Depending on the type of treatment you want to undergo, you might need a referral from a GP or support worker, in which case you will need to talk to them about your needs. However, some addiction treatments only require a self-referral and are happy to see people independently.
Once you have a referral or have referred yourself, you will then have an initial assessment which will help to create a personalised treatment plan.
During your assessment, you will talk about your addiction and your needs, and the addiction specialist will discuss your options for drug and alcohol rehab in the North East with you.
Throughout this discussion, a personalised treatment plan will be formed which will describe the type of treatment/s you will have, the timeline of the treatments and the goal of treatment to ensure that everyone knows what should be happening and when.
If you have a loved one that is currently struggling with addiction, or you suspect they are falling into the trap of a substance dependency, then there are ways to support them in getting help.
The Community Reinforcement and Family Training (CRAFT) Approach to intervention, is a more modern method of intervention which aims to help people to guide their loved ones into addiction treatment using positive reinforcement.
It can be incredibly difficult to see a loved one struggling with addiction and not being open to getting help, and it can often cause frayed and ruined relationships.
Whereas traditional interventions can be confrontational and focus on the damage that the person’s addiction has done to those around them, however, the CRAFT approach allows friends and family members to learn how to support their loved one by recognising and rewarding positive steps they take.
The training educated the person’s loved ones on how to communicate with someone with an addiction, how to discuss their addiction without laying blame but without excusing the behaviour and how to encourage positive steps and self-care.
It also helps the addicted person to realise that the reward they feel from engaging in drugs and/or alcohol can be replaced with the reward of a substance-free life.
The CRAFT method has proven to be very successful in helping to get people into drug and alcohol rehab in the North East and in helping friends and family members to support their loved ones and build positive relationships focusing on recovery and positive reinforcement. 
Knowing what the process of drug and alcohol rehab in the North East is like can make the whole process a lot less daunting, and help prepare you for your addiction treatment journey.
When you have our initial assessment and your personal treatment plan is created, you will be given a breakdown of the treatment you will have and how long you will have it for.

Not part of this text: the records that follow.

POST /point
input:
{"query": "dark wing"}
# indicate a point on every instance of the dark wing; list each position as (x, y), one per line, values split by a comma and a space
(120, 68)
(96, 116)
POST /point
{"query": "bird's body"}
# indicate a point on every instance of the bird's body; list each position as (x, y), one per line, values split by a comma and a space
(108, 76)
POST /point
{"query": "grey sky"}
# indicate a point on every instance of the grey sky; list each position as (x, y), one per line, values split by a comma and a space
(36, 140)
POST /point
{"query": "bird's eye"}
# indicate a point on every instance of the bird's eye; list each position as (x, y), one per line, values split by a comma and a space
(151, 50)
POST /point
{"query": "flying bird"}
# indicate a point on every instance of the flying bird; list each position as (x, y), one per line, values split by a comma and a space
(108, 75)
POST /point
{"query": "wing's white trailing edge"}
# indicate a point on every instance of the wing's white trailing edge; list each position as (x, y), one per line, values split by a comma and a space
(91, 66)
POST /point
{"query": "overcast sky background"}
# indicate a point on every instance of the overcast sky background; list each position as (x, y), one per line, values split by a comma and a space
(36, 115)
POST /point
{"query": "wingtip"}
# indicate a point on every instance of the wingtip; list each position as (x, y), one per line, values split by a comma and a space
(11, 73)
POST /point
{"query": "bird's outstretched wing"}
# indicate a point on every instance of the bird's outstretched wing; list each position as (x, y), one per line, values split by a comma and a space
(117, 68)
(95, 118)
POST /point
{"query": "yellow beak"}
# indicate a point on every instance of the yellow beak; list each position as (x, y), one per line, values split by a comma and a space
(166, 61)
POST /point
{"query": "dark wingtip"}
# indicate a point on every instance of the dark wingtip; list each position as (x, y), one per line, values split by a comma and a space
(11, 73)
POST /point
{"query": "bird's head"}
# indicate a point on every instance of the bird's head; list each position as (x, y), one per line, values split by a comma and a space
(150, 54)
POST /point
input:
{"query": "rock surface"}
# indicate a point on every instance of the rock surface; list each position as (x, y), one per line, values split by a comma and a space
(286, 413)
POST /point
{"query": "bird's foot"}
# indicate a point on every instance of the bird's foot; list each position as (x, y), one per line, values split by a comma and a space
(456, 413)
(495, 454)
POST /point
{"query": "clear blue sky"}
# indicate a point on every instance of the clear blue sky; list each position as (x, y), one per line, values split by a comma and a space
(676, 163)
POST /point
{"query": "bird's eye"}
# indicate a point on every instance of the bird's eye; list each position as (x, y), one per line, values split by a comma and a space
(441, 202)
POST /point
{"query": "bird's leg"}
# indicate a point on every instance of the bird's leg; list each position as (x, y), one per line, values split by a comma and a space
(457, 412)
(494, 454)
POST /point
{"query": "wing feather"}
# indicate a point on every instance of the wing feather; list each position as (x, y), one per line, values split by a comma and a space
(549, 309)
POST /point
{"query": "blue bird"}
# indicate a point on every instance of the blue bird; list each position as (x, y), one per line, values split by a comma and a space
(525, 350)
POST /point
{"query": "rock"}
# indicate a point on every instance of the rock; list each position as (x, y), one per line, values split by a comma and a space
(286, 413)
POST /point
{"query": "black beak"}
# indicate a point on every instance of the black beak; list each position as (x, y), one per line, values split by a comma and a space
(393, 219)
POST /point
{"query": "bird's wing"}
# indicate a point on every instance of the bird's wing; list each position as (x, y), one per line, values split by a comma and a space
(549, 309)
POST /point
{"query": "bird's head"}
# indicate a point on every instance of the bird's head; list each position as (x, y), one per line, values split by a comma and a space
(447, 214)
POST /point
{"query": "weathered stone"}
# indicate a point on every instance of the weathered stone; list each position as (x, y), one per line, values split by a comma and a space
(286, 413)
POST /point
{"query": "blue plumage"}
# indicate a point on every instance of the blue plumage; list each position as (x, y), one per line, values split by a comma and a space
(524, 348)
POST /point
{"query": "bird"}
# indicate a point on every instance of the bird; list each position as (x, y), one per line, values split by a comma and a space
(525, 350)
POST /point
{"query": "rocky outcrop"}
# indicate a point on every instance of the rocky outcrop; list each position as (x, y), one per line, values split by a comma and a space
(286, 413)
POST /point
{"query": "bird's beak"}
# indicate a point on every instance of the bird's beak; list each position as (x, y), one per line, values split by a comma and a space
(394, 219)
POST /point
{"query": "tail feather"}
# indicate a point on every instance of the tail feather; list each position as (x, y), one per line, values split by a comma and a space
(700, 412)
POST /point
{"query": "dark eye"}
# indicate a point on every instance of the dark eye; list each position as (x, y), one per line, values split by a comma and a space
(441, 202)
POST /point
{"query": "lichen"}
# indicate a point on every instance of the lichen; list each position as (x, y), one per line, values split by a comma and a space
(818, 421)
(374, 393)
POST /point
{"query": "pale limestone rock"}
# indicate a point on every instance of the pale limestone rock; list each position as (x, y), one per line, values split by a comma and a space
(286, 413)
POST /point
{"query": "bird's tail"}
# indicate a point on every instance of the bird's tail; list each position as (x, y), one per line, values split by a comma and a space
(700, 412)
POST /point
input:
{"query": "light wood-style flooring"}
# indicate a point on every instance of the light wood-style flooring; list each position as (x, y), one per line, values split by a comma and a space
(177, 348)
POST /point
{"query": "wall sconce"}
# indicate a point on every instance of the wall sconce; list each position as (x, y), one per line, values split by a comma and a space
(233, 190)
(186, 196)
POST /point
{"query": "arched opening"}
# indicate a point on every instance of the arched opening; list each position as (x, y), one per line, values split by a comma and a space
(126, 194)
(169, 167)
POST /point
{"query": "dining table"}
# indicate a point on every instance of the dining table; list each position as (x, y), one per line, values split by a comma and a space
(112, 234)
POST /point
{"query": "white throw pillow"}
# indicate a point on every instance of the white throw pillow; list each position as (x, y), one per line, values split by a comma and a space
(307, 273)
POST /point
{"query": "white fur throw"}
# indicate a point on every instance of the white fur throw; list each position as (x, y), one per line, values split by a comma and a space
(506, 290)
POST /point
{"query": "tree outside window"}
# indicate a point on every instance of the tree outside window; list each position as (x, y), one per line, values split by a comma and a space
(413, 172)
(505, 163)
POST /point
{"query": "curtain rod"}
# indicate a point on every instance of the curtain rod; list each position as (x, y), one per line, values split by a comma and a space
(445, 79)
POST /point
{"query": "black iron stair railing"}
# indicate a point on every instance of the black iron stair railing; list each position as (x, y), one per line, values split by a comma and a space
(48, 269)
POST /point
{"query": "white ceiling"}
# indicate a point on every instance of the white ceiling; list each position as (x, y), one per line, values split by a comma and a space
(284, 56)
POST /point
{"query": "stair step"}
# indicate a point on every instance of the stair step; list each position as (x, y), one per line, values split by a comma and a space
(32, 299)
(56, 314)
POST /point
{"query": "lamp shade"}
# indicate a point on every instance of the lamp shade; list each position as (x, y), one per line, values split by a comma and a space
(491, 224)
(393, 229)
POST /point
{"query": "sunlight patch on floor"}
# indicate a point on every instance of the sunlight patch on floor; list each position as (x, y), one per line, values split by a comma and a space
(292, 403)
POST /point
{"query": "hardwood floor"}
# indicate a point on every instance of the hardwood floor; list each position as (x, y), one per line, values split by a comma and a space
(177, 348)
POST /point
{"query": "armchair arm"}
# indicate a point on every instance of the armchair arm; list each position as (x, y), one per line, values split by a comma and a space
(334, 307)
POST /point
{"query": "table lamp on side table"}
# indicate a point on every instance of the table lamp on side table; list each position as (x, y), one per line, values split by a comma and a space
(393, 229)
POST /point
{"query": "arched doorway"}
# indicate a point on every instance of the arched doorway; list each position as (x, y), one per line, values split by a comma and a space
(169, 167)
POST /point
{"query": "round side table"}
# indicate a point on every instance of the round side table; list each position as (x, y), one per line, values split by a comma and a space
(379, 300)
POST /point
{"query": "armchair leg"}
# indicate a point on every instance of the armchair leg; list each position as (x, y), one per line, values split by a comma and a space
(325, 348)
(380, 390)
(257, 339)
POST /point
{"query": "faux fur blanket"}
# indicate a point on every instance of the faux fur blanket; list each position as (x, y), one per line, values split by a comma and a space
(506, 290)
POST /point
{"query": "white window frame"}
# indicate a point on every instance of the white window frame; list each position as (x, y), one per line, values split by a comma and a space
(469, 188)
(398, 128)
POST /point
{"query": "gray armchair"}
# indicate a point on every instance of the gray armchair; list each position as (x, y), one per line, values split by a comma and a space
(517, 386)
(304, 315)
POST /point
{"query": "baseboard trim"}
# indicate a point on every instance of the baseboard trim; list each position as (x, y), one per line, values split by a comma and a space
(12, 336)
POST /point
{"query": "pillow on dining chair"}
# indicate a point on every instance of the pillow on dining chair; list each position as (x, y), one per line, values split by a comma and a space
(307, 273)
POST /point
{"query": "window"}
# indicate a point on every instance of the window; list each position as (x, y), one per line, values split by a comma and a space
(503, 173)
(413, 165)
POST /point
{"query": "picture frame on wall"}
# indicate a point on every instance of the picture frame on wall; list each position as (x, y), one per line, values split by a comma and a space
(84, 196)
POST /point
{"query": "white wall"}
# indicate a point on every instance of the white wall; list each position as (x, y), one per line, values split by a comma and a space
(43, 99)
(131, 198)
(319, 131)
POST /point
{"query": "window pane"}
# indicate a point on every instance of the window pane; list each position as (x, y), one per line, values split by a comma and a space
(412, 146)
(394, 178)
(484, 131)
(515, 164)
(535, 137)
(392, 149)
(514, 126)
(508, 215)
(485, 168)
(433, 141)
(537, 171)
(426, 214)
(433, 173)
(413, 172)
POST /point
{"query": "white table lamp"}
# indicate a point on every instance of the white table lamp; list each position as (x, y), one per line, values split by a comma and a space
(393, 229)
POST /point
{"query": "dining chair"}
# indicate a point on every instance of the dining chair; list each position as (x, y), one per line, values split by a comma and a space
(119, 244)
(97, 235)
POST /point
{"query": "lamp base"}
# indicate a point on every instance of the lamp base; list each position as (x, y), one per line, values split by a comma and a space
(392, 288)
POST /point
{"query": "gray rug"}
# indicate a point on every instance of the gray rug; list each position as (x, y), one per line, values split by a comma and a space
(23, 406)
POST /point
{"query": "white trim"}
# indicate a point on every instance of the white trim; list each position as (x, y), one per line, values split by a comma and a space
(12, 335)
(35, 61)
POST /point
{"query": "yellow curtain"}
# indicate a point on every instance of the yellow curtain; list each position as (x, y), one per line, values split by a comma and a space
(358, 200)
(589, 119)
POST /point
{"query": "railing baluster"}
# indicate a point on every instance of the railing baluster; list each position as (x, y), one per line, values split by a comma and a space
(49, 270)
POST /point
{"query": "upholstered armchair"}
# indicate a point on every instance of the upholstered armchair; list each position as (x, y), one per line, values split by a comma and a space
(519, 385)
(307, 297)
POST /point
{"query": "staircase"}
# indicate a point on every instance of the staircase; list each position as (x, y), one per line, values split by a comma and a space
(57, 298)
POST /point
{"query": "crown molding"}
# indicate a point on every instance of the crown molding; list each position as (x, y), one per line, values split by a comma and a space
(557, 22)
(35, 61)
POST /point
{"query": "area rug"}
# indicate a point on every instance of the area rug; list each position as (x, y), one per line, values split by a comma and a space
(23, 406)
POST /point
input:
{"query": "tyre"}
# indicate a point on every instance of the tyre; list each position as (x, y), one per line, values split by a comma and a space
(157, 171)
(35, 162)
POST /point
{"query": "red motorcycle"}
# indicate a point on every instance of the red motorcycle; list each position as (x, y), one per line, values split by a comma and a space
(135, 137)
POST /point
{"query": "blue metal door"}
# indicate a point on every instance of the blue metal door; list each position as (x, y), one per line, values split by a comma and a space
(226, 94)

However, to give you an idea of what most personal treatment plans consist of, and let you see what your treatment plan might look like, here are the three main stages that you might expect to see in drug and alcohol rehab in the North East.
This is the first step in every addiction recovery journey, and this is when you stop taking the addictive substance for the first time.
During this stage you might experience withdrawal symptoms and cravings, and can sometimes be a dangerous period as your body is adjusting to functioning without the addictive substance.
It lasts around 5-10 days and can be done on an inpatient or outpatient basis, with or without the help of detox medications. In the case of moderate to severe alcohol withdrawal, consulting a medical professional before you detox is essential, as withdrawal symptoms can be fatal.
You can learn more about withdrawal symptoms in the ‘alcohol withdrawal symptoms’ section, and about the detox process in the ‘Structured Detox Regime’ section.
After you have completed your detox, most patients then attend addiction therapies to help treat the psychological, social and behavioural side of their drug and/or alcohol addiction.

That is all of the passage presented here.